Thank you Andre. Does this mean that if I have any code which is platform 
dependent, then I should first make it platform-independent and then only I 
can compile it to wasm? That is, I cannot compile any platform specific 
code to wasm because emscripten won't have definitions for those?

On Monday, September 3, 2018 at 6:21:46 PM UTC+5:30, Floh wrote:
>
> You need the source code for the .dll/.so and compile it to wasm via 
> emscripten. Yes, wasm files are completely platform independent, but the 
> source code the wasm is compiled from also must be platform-independent. 
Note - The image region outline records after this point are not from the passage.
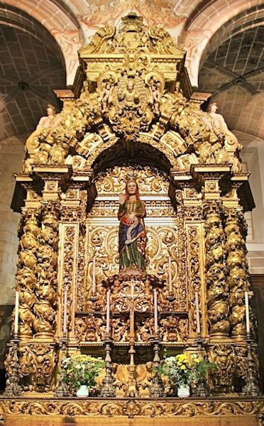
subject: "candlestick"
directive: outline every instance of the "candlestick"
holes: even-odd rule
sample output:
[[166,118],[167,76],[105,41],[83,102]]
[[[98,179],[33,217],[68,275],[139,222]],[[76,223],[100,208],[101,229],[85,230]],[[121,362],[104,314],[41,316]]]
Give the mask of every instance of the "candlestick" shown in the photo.
[[199,312],[198,293],[197,291],[195,292],[195,307],[196,307],[196,321],[197,323],[197,333],[199,334],[201,332],[200,313]]
[[63,333],[67,332],[67,290],[64,292],[63,305]]
[[19,306],[19,293],[16,292],[16,304],[15,304],[15,334],[18,332],[18,306]]
[[93,258],[92,262],[92,294],[95,293],[95,257]]
[[249,324],[249,307],[248,307],[248,293],[245,291],[245,305],[246,305],[246,334],[249,334],[251,328]]
[[172,293],[172,260],[169,256],[169,291],[170,293]]
[[106,293],[106,334],[110,331],[110,290]]
[[154,332],[155,334],[158,333],[158,300],[156,289],[154,290]]

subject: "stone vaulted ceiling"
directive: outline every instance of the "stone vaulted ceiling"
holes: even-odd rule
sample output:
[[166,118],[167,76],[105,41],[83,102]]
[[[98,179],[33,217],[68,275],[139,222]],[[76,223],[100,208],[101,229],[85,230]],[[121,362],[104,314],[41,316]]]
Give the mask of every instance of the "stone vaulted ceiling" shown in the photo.
[[163,26],[187,50],[194,90],[211,94],[233,131],[264,139],[264,3],[260,0],[8,0],[0,1],[0,142],[26,137],[60,104],[77,49],[130,11]]

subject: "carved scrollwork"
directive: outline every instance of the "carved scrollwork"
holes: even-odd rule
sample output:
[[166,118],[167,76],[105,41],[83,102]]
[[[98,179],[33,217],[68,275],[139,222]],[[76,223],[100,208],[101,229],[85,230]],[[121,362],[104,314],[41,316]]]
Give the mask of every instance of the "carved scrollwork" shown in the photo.
[[207,315],[211,335],[229,335],[228,286],[225,236],[220,217],[221,207],[211,203],[205,206],[206,221],[206,281],[207,285]]

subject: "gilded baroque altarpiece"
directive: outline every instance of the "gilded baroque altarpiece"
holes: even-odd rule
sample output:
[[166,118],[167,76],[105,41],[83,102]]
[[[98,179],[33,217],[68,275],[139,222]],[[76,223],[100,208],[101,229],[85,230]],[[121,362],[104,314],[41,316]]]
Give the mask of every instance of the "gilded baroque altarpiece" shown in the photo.
[[[79,56],[74,87],[55,91],[62,111],[29,136],[16,177],[18,320],[0,413],[261,422],[251,312],[251,335],[246,324],[243,212],[253,202],[241,146],[221,116],[203,111],[210,94],[192,92],[185,53],[162,28],[132,13]],[[119,194],[131,173],[145,206],[147,269],[121,274]],[[195,390],[184,404],[174,398],[153,369],[164,348],[218,364],[209,398]],[[106,357],[89,402],[57,374],[76,351]]]

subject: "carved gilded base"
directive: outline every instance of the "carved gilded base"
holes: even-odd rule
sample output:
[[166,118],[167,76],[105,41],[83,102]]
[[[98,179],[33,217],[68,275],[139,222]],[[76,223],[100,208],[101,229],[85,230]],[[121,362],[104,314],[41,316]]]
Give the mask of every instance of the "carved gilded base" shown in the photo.
[[[260,426],[264,397],[101,398],[0,398],[5,426]],[[133,420],[131,420],[133,419]]]

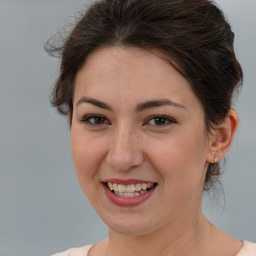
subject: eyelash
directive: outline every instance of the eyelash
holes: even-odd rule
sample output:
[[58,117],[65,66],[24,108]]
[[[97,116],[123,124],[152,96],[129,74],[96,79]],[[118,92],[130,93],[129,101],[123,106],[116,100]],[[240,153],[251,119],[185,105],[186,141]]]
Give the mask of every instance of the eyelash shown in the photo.
[[[96,118],[102,118],[104,120],[104,123],[102,124],[97,124],[95,123]],[[94,123],[90,122],[90,119],[94,119]],[[105,122],[107,119],[103,115],[98,115],[98,114],[92,114],[92,115],[87,115],[83,119],[80,120],[81,123],[85,123],[90,126],[99,126],[99,125],[104,125],[104,124],[110,124],[109,121],[107,123]]]
[[[96,123],[96,118],[101,118],[101,121],[103,121],[103,123]],[[94,122],[90,122],[90,119],[93,119]],[[163,121],[163,124],[149,124],[150,121],[154,120],[154,122],[156,122],[157,120],[161,120]],[[95,122],[96,121],[96,122]],[[85,116],[83,119],[80,120],[81,123],[85,123],[86,125],[89,125],[89,126],[100,126],[100,125],[105,125],[105,124],[111,124],[107,118],[105,118],[103,115],[99,115],[99,114],[91,114],[91,115],[87,115]],[[146,122],[143,123],[143,125],[150,125],[150,126],[154,126],[154,127],[165,127],[165,126],[168,126],[170,124],[173,124],[173,123],[177,123],[173,118],[170,118],[168,116],[165,116],[165,115],[153,115],[153,116],[150,116],[146,119]]]
[[[165,115],[154,115],[154,116],[150,116],[149,118],[147,118],[146,122],[145,123],[148,123],[149,121],[151,120],[162,120],[164,121],[164,124],[149,124],[149,125],[152,125],[152,126],[161,126],[161,127],[165,127],[167,125],[170,125],[170,124],[176,124],[176,120],[174,120],[173,118],[170,118],[169,116],[165,116]],[[167,123],[166,123],[167,122]],[[160,127],[160,128],[161,128]]]

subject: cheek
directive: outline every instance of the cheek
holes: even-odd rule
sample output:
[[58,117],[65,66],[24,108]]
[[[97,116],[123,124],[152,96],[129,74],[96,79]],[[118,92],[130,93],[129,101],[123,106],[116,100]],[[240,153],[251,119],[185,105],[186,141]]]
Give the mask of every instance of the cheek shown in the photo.
[[171,135],[150,147],[153,165],[164,182],[194,186],[201,181],[206,161],[206,143],[201,131]]
[[74,129],[71,132],[71,147],[79,183],[87,192],[95,184],[92,181],[95,181],[100,168],[103,157],[102,143],[97,143],[97,140],[87,138]]

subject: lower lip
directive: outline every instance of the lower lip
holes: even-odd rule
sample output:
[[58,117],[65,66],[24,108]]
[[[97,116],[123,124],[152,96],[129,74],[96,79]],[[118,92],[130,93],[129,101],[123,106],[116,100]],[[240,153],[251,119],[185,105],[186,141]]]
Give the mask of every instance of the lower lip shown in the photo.
[[151,197],[151,195],[156,189],[156,186],[155,186],[140,196],[122,197],[122,196],[117,196],[116,194],[111,192],[110,189],[108,189],[104,184],[103,184],[103,187],[105,189],[106,196],[108,197],[110,202],[121,207],[129,207],[129,206],[136,206],[136,205],[142,204],[149,197]]

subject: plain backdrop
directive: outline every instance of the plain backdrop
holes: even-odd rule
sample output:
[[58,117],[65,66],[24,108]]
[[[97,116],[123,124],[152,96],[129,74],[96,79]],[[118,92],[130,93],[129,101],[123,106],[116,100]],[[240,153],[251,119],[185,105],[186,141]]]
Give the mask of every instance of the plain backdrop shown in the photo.
[[[47,39],[86,1],[0,0],[0,256],[43,256],[107,235],[83,195],[72,163],[68,122],[50,106],[58,60]],[[256,242],[256,1],[218,0],[236,34],[244,88],[240,127],[226,157],[225,194],[205,196],[218,227]]]

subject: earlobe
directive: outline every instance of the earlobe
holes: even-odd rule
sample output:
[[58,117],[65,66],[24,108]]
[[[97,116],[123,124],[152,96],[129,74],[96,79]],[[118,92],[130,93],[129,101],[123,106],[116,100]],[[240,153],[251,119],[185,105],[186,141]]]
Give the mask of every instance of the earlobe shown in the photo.
[[238,115],[230,109],[223,122],[212,130],[209,139],[208,163],[219,162],[228,152],[238,127]]

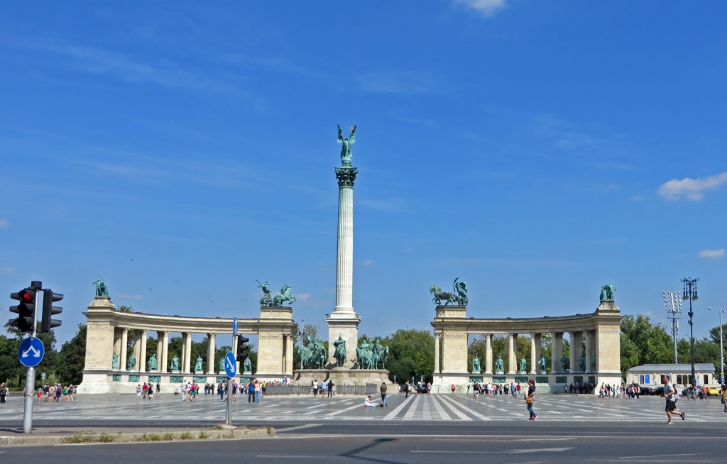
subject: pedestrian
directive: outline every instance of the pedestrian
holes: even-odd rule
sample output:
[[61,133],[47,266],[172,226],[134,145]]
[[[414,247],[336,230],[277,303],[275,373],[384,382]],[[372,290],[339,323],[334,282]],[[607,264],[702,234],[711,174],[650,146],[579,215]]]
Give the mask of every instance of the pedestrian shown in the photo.
[[725,412],[727,412],[727,383],[722,384],[722,391],[720,391],[720,395],[722,396],[720,401],[722,405],[725,407]]
[[530,412],[530,418],[528,420],[535,420],[538,415],[533,410],[533,402],[535,400],[535,380],[528,380],[528,395],[525,397],[525,404],[528,406],[528,411]]
[[664,374],[662,377],[662,383],[664,384],[664,393],[662,394],[662,397],[667,399],[667,405],[664,408],[664,410],[667,412],[667,419],[668,419],[667,423],[674,423],[672,421],[672,413],[678,414],[681,416],[682,420],[683,420],[684,413],[677,409],[677,401],[674,396],[677,391],[672,386],[671,375],[669,374]]

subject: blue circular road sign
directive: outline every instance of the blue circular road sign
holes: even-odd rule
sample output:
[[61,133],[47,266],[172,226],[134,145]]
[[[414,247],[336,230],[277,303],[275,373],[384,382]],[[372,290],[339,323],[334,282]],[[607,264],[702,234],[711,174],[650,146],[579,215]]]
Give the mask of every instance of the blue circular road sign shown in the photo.
[[36,337],[25,338],[17,349],[17,357],[20,359],[20,364],[26,367],[37,366],[43,360],[44,355],[45,347],[43,342]]
[[225,355],[225,372],[230,378],[237,375],[236,361],[237,359],[235,359],[235,355],[232,354],[232,351],[228,351],[227,354]]

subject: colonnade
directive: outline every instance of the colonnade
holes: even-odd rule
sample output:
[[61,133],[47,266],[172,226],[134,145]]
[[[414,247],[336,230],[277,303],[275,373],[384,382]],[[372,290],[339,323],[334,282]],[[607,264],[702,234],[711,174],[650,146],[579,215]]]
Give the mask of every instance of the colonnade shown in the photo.
[[[619,307],[613,301],[604,301],[595,312],[562,317],[532,318],[478,319],[467,317],[465,306],[440,306],[432,322],[434,328],[434,385],[443,391],[451,385],[475,381],[522,382],[526,376],[537,380],[543,388],[562,388],[574,381],[594,383],[620,383],[620,324]],[[550,336],[551,356],[542,359],[543,337]],[[484,335],[485,359],[481,360],[481,372],[470,373],[468,365],[469,335]],[[498,335],[506,338],[503,367],[499,371],[493,354],[493,339]],[[519,335],[530,338],[530,359],[526,369],[520,369],[516,350]],[[570,359],[563,363],[563,338],[570,339]],[[587,376],[582,375],[587,374]],[[548,386],[547,384],[550,384]],[[435,388],[435,391],[437,391]],[[562,391],[562,389],[561,390]]]
[[[256,377],[280,380],[293,375],[293,346],[295,323],[292,309],[286,306],[262,306],[260,317],[238,319],[238,334],[257,336]],[[181,383],[185,376],[198,383],[220,381],[224,373],[215,366],[217,335],[222,344],[232,340],[232,351],[237,352],[237,338],[233,336],[233,319],[221,317],[188,317],[117,311],[108,297],[96,297],[84,313],[87,319],[84,393],[127,392],[139,382]],[[129,329],[134,338],[129,340]],[[172,333],[182,335],[179,368],[172,370],[169,341]],[[207,337],[207,364],[196,370],[192,356],[192,338],[197,334]],[[156,367],[150,370],[146,357],[150,338],[156,337]],[[230,337],[230,338],[228,338]],[[129,343],[129,342],[132,342]],[[129,352],[130,351],[130,352]],[[129,361],[133,354],[133,362]],[[173,355],[172,355],[173,356]],[[202,355],[204,357],[204,355]],[[176,363],[175,363],[176,364]],[[237,372],[241,373],[240,366]]]
[[[570,358],[568,366],[563,369],[563,335],[568,333],[570,341]],[[434,372],[435,373],[442,372],[440,365],[440,358],[441,357],[441,346],[442,343],[443,332],[435,333],[434,338]],[[472,334],[470,334],[472,335]],[[497,373],[495,365],[493,362],[492,356],[492,340],[493,336],[499,334],[486,333],[479,334],[485,336],[485,359],[482,364],[481,373],[483,374],[492,374]],[[518,333],[503,334],[507,337],[507,374],[529,373],[538,374],[546,373],[542,372],[540,359],[542,357],[542,336],[543,333],[531,333],[530,337],[530,359],[528,362],[526,372],[523,373],[520,369],[520,364],[518,361],[518,353],[516,349]],[[550,361],[550,369],[548,372],[553,373],[589,373],[595,370],[595,354],[598,350],[595,349],[594,344],[597,340],[593,330],[571,330],[568,333],[552,332],[550,333],[552,343],[551,359]],[[581,357],[582,357],[582,359]],[[539,367],[540,367],[539,369]]]

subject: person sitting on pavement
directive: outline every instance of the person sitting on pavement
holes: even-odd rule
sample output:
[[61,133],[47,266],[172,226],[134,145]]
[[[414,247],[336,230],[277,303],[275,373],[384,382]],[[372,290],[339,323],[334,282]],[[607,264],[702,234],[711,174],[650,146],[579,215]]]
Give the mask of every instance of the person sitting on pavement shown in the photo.
[[379,406],[382,406],[382,404],[372,402],[371,400],[371,395],[369,395],[366,397],[366,400],[364,402],[364,406],[366,407],[378,407]]

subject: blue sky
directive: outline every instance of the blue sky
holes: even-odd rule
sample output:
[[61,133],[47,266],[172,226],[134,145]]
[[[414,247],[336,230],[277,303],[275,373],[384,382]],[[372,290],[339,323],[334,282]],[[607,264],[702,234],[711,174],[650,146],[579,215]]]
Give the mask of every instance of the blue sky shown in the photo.
[[[102,276],[158,314],[335,305],[336,125],[356,124],[360,333],[468,315],[727,309],[727,4],[22,2],[0,15],[0,294]],[[348,133],[348,131],[347,131]],[[686,321],[685,321],[686,322]],[[681,335],[688,335],[683,324]]]

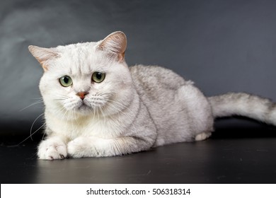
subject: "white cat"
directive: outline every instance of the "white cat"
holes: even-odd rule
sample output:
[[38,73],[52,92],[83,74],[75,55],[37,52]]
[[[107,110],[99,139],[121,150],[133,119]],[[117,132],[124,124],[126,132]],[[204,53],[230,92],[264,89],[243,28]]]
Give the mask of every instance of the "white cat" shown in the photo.
[[45,72],[46,139],[40,159],[113,156],[205,139],[217,117],[239,115],[276,124],[275,104],[246,93],[206,98],[193,83],[152,66],[128,67],[127,38],[29,50]]

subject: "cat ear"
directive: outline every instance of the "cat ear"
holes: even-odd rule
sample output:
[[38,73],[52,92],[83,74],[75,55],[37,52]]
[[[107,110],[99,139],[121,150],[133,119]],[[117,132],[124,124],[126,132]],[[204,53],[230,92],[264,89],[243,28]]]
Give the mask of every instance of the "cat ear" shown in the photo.
[[127,37],[124,33],[120,31],[110,34],[104,40],[100,41],[98,45],[99,50],[105,51],[112,55],[115,55],[120,62],[125,59]]
[[28,48],[30,52],[39,62],[45,71],[48,70],[49,62],[59,57],[54,48],[43,48],[34,45],[30,45]]

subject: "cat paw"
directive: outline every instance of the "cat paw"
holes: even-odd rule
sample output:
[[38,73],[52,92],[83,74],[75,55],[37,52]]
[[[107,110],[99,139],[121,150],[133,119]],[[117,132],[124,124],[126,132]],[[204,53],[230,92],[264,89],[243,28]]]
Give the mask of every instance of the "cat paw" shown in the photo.
[[64,159],[67,156],[67,146],[59,139],[48,139],[42,141],[38,146],[39,159]]

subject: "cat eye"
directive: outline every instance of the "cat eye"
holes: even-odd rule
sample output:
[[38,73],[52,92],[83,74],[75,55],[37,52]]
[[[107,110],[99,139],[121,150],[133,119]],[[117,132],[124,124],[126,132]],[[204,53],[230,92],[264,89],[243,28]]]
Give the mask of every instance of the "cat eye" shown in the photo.
[[67,87],[73,84],[73,81],[70,76],[64,76],[59,78],[59,83],[64,87]]
[[97,83],[103,82],[105,78],[105,74],[104,73],[96,71],[92,74],[92,81]]

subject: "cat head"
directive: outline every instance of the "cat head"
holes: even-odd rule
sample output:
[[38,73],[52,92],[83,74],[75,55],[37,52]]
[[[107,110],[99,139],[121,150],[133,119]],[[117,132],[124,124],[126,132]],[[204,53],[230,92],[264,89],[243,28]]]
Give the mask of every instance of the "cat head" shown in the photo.
[[40,90],[46,110],[74,116],[122,110],[132,95],[126,47],[122,32],[99,42],[52,48],[29,46],[44,69]]

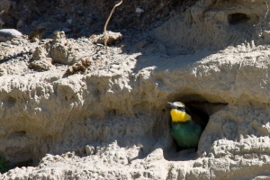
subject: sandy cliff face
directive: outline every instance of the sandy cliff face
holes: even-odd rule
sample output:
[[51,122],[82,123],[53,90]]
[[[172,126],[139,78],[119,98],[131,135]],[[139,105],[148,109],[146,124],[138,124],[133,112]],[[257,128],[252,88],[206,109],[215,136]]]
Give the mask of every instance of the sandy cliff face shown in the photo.
[[[107,52],[88,38],[1,43],[0,156],[34,165],[1,177],[270,178],[267,5],[199,1]],[[58,40],[86,72],[66,74]],[[197,153],[176,151],[167,101],[208,114]]]

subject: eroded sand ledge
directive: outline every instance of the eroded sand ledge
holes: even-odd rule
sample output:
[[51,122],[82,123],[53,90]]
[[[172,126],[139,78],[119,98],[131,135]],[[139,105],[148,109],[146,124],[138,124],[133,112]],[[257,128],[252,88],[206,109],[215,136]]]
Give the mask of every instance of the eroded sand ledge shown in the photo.
[[[202,7],[199,2],[190,12]],[[262,22],[260,15],[249,19]],[[216,22],[211,23],[214,27]],[[242,23],[238,25],[248,25]],[[153,32],[159,39],[164,27],[167,24]],[[12,169],[2,177],[269,178],[270,47],[257,33],[252,32],[246,42],[242,36],[236,38],[235,47],[219,51],[213,50],[219,39],[207,42],[205,37],[199,41],[209,50],[195,46],[193,53],[188,44],[181,50],[168,48],[182,43],[171,37],[166,39],[171,44],[155,40],[141,50],[114,47],[104,59],[108,68],[69,76],[64,75],[66,67],[25,73],[9,66],[14,62],[2,64],[6,74],[0,76],[0,155],[14,164],[37,165]],[[84,40],[72,43],[81,47]],[[222,43],[228,46],[229,41]],[[28,68],[28,62],[19,63]],[[167,101],[191,103],[210,116],[198,156],[176,151]]]

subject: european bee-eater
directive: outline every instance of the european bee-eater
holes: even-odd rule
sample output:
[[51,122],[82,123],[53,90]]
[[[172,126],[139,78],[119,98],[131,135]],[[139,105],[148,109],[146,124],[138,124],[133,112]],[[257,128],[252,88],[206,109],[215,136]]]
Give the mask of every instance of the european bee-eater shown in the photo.
[[198,147],[198,142],[204,128],[201,122],[195,122],[193,117],[186,112],[184,103],[170,103],[172,110],[171,133],[180,148],[194,148]]

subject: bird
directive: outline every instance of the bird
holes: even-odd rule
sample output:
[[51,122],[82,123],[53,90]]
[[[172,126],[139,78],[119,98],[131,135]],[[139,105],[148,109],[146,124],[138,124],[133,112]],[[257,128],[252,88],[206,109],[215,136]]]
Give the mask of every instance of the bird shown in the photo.
[[[167,102],[171,106],[170,115],[172,119],[171,135],[176,140],[180,150],[198,148],[202,130],[205,123],[198,118],[200,114],[190,115],[182,102]],[[193,117],[196,117],[194,119]]]

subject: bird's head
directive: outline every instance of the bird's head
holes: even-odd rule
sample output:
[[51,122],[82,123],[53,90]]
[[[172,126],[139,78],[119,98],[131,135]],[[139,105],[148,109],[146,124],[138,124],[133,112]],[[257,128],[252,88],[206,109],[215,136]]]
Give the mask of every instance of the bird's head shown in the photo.
[[176,109],[176,110],[179,110],[181,112],[185,112],[184,104],[182,103],[182,102],[174,102],[174,103],[167,102],[167,104],[170,104],[172,109]]

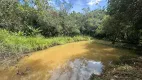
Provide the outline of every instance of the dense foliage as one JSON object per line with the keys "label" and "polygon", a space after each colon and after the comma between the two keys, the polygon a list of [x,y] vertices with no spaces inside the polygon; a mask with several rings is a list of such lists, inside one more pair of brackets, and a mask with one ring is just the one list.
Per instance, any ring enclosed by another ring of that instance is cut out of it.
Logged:
{"label": "dense foliage", "polygon": [[104,10],[86,11],[83,13],[68,12],[70,6],[62,4],[55,10],[48,3],[40,0],[25,0],[23,3],[13,0],[0,1],[0,27],[34,36],[45,37],[75,36],[79,34],[95,36],[95,30],[101,24]]}
{"label": "dense foliage", "polygon": [[109,0],[108,16],[103,21],[102,33],[113,41],[140,42],[142,32],[141,0]]}

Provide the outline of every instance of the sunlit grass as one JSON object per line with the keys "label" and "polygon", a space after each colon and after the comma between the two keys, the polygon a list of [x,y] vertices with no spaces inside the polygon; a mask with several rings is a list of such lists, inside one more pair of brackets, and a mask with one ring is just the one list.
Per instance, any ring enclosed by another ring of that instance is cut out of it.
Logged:
{"label": "sunlit grass", "polygon": [[51,46],[90,40],[87,36],[74,37],[51,37],[44,38],[43,36],[30,37],[19,36],[16,33],[8,32],[0,29],[0,56],[7,57],[37,50],[42,50]]}

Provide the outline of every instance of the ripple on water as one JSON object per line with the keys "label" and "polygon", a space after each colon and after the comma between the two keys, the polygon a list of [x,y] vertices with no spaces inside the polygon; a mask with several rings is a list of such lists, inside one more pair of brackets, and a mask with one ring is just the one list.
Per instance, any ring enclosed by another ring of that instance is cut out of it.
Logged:
{"label": "ripple on water", "polygon": [[50,80],[89,80],[92,74],[100,75],[103,64],[93,60],[75,59],[64,67],[51,71]]}

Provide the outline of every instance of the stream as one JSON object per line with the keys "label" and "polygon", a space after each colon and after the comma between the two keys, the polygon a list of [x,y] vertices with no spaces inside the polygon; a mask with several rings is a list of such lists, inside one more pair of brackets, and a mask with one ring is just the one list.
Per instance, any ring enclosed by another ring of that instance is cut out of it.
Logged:
{"label": "stream", "polygon": [[31,53],[0,71],[0,80],[89,80],[132,51],[93,41],[68,43]]}

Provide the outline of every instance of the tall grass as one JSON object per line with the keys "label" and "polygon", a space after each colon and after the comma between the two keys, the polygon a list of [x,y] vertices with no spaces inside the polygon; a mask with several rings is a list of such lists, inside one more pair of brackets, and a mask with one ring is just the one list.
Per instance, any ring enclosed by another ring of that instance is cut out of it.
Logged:
{"label": "tall grass", "polygon": [[85,40],[90,40],[90,37],[30,37],[19,36],[16,33],[0,29],[0,57],[16,56],[27,52],[42,50],[55,45]]}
> Emscripten provides a number of portability wrapper which help a lot, but 
> if (for instance) the Windows DLL calls Win32 API functions you first need 
> to take care of those and translate them to APIs that are available on 
> emscripten.
>
> The porting section in the emscripten docs is a good starting point: 
> https://kripken.github.io/emscripten-site/docs/porting/index.html
>
> On Monday, 3 September 2018 14:16:29 UTC+2, Varun Kumar wrote:
>>
>> I have a C library(.so). There are two versions of it - one for Windows 
>> and another for Linux. What would be the right approach to convert it into 
>> WebAssembly? Also, is the .wasm file completely platform independent?